La valeur se fixe à la suite d'un débat entre deux contractants. Or chacun d'eux apporte à ce débat son point de vue. Vous m'offrez du blé. Que m'importent le temps et la peine qu'il vous a coûté? Ce qui me préoccupe surtout, c'est le temps et la peine qu'il m'en coûterait pour m'en procurer ailleurs. La connaissance que vous avez de ma situation peut vous rendre plus ou moins exigeant; celle que j'ai de la vôtre peut me rendre plus ou moins empressé. Donc il n'y a pas une mesuré nécessaire à la récompense que vous tirerez de votre labeur. Cela dépend des circonstances et du prix qu'elles donnent aux deux services qu'il s'agit d'échanger entre nous. Bientôt nous signalerons une force extérieure, appelée Concurrence, dont la mission est de régulariser les valeurs, et de les rendre de plus en plus proportionnelles aux efforts. Toujours est-il que cette proportionnalité n'est pas de l'essence même de la valeur, puisqu'elle ne s'établit que sous la pression d'un fait contingent.
Ceci rappelé, je dis que la valeur du sol naît, flotte, se fixe comme celle de l'or, du fer, de l'eau, du conseil de l'avocat, de la consultation du médecin, du chant, de la danse ou du tableau de l'artiste, comme toutes les valeurs; qu'elle n'obéit pas à des lois exceptionnelles; qu'elle forme une propriété de même origine, de même nature, aussi légitime que toute autre propriété.—Mais il ne s'ensuit nullement,—on doit maintenant le comprendre,—que de deux travaux appliqués au sol, l'un ne puisse être beaucoup plus heureusement rémunéré que l'autre.
Revenons encore à cette industrie, la plus simple de toutes, et la plus propre à nous montrer le point délicat qui sépare le travail onéreux de l'homme et la coopération gratuite de la nature, je veux parler de l'humble industrie du porteur d'eau.
Un homme a recueilli et porté chez lui une tonne d'eau. Est-il propriétaire d'une valeur nécessairement proportionnelle à son travail? En ce cas, cette valeur serait indépendante du service qu'elle peut rendre. Bien plus, elle serait immuable, car le travail passé n'est plus susceptible de plus ou de moins.
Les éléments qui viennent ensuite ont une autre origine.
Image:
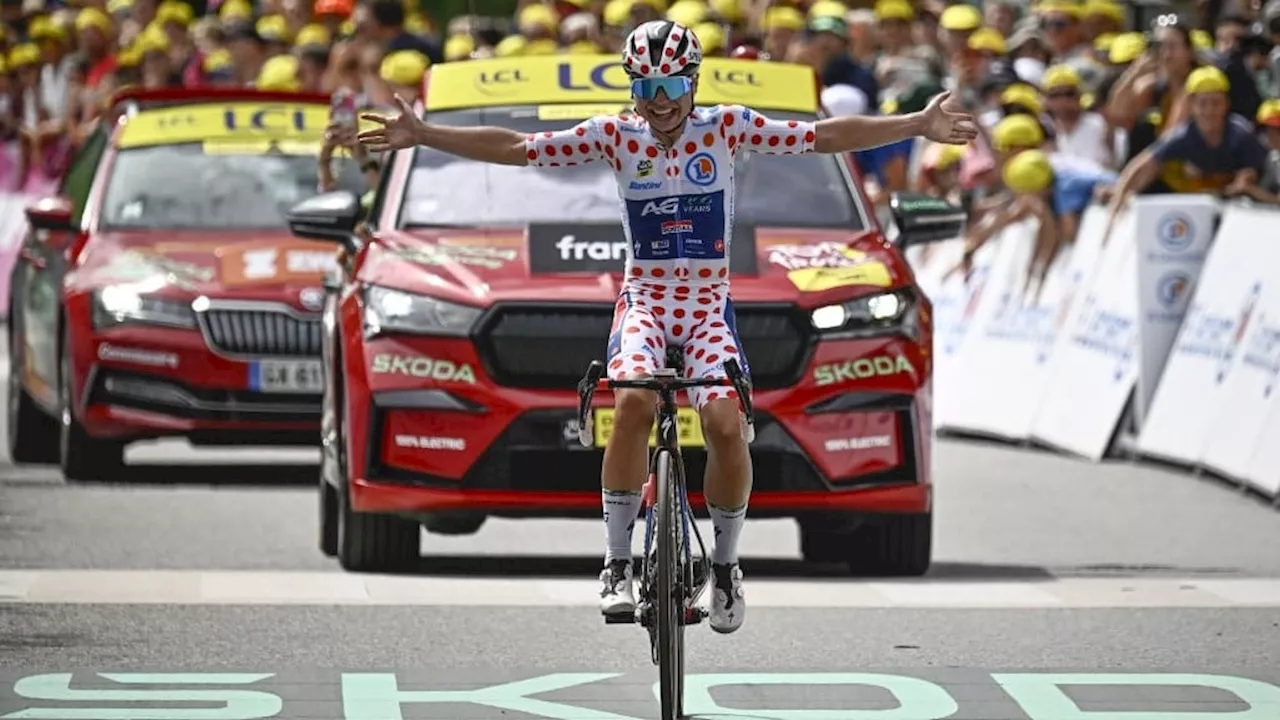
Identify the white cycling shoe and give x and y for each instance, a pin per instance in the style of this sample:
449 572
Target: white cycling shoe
728 601
617 589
Eh bien, le lendemain du jour où la tonne d'eau a été recueillie et transportée, elle peut perdre toute valeur, si, par exemple, il a plu pendant la nuit. En ce cas, chacun est pourvu; elle ne peut rendre aucun service; on n'en veut plus. En langage économique, elle n'est pas demandée.
Au contraire, elle peut acquérir une valeur considérable si des besoins extraordinaires, imprévus et pressants se manifestent.